In ogni caso, è pacifico, sia in dottrina che in giurisprudenza, che il carattere facoltativo delle due procedure si manifesti nella sola fase giudiziale; nella fase stragiudiziale, invece, le due soluzioni si configurano come concorrenti tra di loro [4]: di conseguenza, è solo in quest’ultima fase che il danneggiato deve osservare le prescrizioni dell’art. 149 Cod. Ass.ni, ossia inviare la richiesta risarcitoria direttamente alla propria impresa assicuratrice e a quella del danneggiante; ma questo non vincola il danneggiato, nella fase giudiziale, a preferire un mezzo di tutela in luogo di un altro.
Presupposti applicativi della disciplina
Presupposto per l’applicabilità della procedura in esame è che il danneggiato non sia esclusivo responsabile nella causazione del sinistro: circostanza dimostrabile, o con il modulo di constatazione amichevole oppure con il verbale redatto dalla pubblica autorità; anche se quest’ultimo appare comunque avere una forza probatoria maggiore, dato che il suo contenuto fa pubblica fede ex art. 2699 c.c., confutabile solo con la querela di falso [5].
Inoltre, possono esperire questa procedura solo i proprietari dei veicoli che presentino tre requisiti:
devono essere stati immatricolati in Italia o nella Repubblica di San Marino o nello Stato di Città del Vaticano;devono essere identificati e regolarmente assicurative, infine, devono essere assicurati con compagnie aderenti alla CARD [6].
Anche su questo aspetto della disciplina non sono mancati i dubbi interpretativi: l’applicabilità della procedura dell’indennizzo diretto è esclusa nel caso in cui l’assicurato non abbia pagato il premio alla propria compagnia?
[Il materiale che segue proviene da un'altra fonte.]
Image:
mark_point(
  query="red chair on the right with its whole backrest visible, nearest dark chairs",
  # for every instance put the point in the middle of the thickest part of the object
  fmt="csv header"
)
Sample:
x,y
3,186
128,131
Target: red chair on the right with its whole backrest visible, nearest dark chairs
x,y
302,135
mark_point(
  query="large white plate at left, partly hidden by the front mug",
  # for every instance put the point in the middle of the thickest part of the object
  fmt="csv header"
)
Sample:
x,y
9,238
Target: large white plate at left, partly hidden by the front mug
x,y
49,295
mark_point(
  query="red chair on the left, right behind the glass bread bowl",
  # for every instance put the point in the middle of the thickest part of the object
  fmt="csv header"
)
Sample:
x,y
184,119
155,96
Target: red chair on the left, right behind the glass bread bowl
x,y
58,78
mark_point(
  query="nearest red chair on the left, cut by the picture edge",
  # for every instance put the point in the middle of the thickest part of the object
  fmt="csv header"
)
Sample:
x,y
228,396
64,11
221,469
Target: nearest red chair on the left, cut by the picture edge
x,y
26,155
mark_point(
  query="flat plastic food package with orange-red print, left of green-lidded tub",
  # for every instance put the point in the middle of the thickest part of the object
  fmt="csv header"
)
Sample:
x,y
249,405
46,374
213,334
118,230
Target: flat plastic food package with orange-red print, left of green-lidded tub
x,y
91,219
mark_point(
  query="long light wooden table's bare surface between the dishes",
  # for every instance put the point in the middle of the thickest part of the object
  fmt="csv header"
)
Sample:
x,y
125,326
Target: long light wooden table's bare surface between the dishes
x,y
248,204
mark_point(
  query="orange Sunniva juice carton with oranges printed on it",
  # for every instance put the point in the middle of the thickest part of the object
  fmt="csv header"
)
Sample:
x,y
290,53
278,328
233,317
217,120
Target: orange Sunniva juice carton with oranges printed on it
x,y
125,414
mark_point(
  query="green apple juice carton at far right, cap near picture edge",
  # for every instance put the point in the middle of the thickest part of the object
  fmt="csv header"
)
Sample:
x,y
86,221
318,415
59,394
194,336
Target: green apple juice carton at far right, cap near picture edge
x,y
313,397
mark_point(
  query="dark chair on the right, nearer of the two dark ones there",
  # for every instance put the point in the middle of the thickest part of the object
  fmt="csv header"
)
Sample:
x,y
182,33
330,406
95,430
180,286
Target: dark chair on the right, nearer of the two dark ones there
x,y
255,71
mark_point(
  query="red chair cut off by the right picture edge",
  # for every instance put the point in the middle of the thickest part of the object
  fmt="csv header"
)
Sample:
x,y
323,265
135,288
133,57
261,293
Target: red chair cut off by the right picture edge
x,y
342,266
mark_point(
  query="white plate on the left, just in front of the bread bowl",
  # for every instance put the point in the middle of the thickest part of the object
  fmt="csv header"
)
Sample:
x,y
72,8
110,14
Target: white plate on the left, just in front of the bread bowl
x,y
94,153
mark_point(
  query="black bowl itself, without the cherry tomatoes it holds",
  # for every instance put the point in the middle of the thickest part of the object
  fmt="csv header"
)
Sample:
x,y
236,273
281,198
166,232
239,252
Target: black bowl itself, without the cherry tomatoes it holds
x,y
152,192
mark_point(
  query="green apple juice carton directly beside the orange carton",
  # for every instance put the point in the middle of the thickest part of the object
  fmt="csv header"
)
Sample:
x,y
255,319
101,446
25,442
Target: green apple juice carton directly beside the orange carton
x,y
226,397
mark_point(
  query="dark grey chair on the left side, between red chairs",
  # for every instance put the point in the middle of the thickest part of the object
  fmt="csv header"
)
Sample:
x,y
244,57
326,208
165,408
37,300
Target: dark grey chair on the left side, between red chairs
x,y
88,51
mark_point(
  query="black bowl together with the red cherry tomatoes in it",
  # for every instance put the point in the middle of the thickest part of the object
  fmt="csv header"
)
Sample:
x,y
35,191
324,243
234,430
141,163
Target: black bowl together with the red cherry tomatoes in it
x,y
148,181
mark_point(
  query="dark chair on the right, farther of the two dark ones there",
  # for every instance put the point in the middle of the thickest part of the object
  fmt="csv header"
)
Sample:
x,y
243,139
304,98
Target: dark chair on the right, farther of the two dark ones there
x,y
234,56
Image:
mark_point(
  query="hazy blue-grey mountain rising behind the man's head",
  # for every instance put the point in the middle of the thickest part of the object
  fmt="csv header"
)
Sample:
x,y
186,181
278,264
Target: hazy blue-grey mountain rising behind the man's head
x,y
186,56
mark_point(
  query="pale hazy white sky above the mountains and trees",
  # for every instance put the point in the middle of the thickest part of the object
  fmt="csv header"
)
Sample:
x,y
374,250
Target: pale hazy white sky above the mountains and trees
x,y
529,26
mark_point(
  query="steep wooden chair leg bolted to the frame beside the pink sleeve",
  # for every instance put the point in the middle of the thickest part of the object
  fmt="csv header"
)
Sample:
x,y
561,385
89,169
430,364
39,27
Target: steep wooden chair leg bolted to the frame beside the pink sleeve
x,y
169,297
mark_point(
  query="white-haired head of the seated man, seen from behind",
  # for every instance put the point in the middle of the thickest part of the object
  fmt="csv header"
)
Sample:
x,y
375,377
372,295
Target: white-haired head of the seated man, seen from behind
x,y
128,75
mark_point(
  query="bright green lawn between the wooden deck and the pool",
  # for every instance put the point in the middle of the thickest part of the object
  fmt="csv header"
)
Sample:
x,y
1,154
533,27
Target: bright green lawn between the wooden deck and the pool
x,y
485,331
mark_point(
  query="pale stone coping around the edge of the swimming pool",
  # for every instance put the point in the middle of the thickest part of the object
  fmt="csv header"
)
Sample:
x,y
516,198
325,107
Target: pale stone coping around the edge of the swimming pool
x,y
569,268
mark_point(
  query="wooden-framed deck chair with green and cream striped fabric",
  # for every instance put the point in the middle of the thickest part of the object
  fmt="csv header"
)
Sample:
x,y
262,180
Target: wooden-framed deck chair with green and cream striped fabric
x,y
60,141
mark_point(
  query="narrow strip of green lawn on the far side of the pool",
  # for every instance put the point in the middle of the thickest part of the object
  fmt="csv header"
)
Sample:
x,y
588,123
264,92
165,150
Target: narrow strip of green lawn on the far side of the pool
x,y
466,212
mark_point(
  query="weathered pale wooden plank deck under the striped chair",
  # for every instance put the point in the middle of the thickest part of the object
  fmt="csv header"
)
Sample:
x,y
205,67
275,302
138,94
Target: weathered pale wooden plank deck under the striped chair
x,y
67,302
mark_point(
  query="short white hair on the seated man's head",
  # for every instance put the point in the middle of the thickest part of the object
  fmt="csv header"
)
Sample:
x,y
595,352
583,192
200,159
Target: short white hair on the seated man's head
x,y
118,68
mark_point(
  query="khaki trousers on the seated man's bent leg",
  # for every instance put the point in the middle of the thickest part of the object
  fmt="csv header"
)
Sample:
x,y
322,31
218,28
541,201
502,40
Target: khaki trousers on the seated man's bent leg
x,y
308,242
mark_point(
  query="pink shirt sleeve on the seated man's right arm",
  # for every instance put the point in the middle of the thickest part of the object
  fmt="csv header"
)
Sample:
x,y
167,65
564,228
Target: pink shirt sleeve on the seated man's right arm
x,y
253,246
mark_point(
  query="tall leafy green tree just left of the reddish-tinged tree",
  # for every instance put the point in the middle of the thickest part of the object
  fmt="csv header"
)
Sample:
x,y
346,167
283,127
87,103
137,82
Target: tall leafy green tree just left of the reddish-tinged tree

La giurisprudenza, in proposito, è stata chiara: è sufficiente che il proprietario del veicolo sia in possesso del certificato e del contrassegno assicurativo, anche se il premio, per avventura, non fosse stato pagato; infatti, il presupposto di applicabilità dell’indennizzo diretto è l’autenticità del contrassegno e non la validità del rapporto assicurativo [7].
Ulteriore presupposto per l’applicabilità del risarcimento diretto è la circostanza che il sinistro avvenga fra due veicoli: l’art. 149 cod. ass. co. 1, infatti, chiarisce che la procedura è applicabile «in caso di sinistro tra due veicoli a motore […]»; tuttavia, recentemente la Cassazione ha smentito questa ricostruzione e ha ritenuto ammissibile la richiesta di risarcimento diretto anche in caso di scontro tra più di due veicoli: infatti, con la sentenza n. 3146 del 07.02.2017, la S. C. ha affermato che «la procedura di indennizzo diretto prevista dall’art. 149 del codice delle assicurazioni private (decreto legislativo 7 settembre 2005 n. 209) è ammissibile anche in caso di collisione che abbia riguardato più di due veicoli, con esclusione della sola ipotesi in cui, oltre al veicolo dell’istante e a quello nei cui confronti questi rivolge le proprie pretese, siano coinvolti ulteriori veicoli responsabili del danno».